Palworld 1.0: legitimate success story or still just "Pokémon with guns"?
Palworld launches its full 1.0 on July 10 after a remarkable Early Access run that broke Steam records. The cynics dismissed it as a novelty. The playerbase kept playing. Now it's coming to PS5. The Pokémon Company's lawyers are still circling. The community debate has shifted from "is this a real game" to "is this a real game that sustains." 1.0 will answer that definitively.
- 01 —Make a Tier List after every show — not during. Live reactions are dopamine-driven. Your genuinely considered opinions take 24 hours. Make the tier list the next morning. Your hot takes tonight are someone else's mid takes tomorrow.

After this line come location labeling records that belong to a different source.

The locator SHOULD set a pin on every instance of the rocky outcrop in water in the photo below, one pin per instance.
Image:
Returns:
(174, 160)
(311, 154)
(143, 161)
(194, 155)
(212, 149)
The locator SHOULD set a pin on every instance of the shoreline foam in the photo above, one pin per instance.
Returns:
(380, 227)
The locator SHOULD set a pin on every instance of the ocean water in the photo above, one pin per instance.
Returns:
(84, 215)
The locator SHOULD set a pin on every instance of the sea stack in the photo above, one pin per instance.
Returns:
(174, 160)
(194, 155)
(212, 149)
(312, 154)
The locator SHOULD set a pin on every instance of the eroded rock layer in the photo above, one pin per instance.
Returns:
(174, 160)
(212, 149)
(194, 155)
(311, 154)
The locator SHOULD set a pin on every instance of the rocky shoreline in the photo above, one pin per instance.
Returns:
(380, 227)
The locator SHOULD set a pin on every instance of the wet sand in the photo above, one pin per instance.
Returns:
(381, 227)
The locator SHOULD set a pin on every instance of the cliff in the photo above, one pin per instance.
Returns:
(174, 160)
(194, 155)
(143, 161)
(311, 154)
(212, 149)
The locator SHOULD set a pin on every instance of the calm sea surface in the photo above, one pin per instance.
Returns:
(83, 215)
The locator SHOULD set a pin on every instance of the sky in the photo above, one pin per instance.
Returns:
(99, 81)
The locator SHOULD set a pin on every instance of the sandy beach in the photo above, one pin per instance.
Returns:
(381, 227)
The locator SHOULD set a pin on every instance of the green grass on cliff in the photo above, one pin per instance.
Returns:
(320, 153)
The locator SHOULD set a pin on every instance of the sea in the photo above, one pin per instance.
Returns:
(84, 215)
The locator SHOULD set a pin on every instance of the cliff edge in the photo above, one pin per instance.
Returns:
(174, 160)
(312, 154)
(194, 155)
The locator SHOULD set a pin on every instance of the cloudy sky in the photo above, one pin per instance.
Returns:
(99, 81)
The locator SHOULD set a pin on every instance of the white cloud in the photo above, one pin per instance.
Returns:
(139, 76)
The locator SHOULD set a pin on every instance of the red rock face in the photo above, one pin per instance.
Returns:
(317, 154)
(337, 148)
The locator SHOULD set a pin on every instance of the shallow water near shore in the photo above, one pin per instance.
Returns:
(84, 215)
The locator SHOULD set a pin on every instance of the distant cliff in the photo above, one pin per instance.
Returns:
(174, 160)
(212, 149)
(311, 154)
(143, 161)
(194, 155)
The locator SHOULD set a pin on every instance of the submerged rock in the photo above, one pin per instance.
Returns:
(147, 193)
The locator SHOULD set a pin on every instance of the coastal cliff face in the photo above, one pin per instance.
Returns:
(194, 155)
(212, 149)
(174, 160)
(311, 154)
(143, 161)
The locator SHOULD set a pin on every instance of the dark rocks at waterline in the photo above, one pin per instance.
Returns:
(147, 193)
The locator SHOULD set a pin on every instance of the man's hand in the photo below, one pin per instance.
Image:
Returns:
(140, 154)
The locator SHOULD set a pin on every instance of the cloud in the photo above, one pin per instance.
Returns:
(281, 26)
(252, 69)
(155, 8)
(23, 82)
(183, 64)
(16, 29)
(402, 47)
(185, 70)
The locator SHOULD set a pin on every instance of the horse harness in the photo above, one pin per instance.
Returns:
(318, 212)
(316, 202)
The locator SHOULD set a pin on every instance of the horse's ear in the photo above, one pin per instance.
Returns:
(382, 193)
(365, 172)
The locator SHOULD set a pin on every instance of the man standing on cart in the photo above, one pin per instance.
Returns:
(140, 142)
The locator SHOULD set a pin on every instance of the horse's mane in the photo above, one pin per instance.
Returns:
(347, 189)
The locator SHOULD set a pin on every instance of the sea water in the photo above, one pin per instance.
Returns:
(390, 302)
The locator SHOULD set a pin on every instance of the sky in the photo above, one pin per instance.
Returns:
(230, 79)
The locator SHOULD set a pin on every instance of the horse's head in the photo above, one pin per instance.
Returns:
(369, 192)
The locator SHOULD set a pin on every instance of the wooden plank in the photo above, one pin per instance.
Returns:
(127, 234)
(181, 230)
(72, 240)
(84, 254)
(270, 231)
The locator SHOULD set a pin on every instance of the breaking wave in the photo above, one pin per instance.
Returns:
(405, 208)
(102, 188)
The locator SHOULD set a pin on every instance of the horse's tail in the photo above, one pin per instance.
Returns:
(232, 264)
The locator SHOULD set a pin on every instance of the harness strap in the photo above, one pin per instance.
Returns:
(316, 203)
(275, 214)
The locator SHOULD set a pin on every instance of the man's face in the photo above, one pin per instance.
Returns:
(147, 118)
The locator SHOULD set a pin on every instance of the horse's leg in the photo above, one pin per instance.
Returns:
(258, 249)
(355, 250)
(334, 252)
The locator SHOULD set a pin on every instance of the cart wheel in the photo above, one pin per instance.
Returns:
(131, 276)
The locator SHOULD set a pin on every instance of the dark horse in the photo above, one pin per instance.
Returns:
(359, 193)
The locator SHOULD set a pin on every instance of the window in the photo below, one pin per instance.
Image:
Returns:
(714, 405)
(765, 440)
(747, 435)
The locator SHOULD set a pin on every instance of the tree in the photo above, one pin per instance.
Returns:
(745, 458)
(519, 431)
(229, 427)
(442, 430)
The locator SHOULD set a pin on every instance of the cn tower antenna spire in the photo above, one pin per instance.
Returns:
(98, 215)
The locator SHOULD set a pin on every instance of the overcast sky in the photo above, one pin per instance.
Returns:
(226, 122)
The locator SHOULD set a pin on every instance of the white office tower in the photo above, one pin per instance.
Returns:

- 02 —Distinguish world premiere from actual reveal. "World premiere" means it's the first time you've seen it. It does not mean it's coming soon, fully playable, or funded. Alien Isolation 2 is real. So was that one game from three SGFs ago that never came out.
- 03 —The Day of the Devs indie that nobody talks about is always the sleeper GOTY. Set a reminder. Go back and watch it after the dust settles. There is always one in there that becomes important.
- 04 —Watch the Xbox Showcase tomorrow with fresh eyes. Sony already had a great week. Xbox needs this. The most interesting narrative in gaming right now is whether Asha Sharma's Xbox can rebuild. Tomorrow is the first data point.
- 05 —The best SGF lobby starter this weekend: "If you could only play ONE game from this entire SGF week, what is it and why?" Forces people to actually rank their hype rather than just listing everything. Results will surprise you.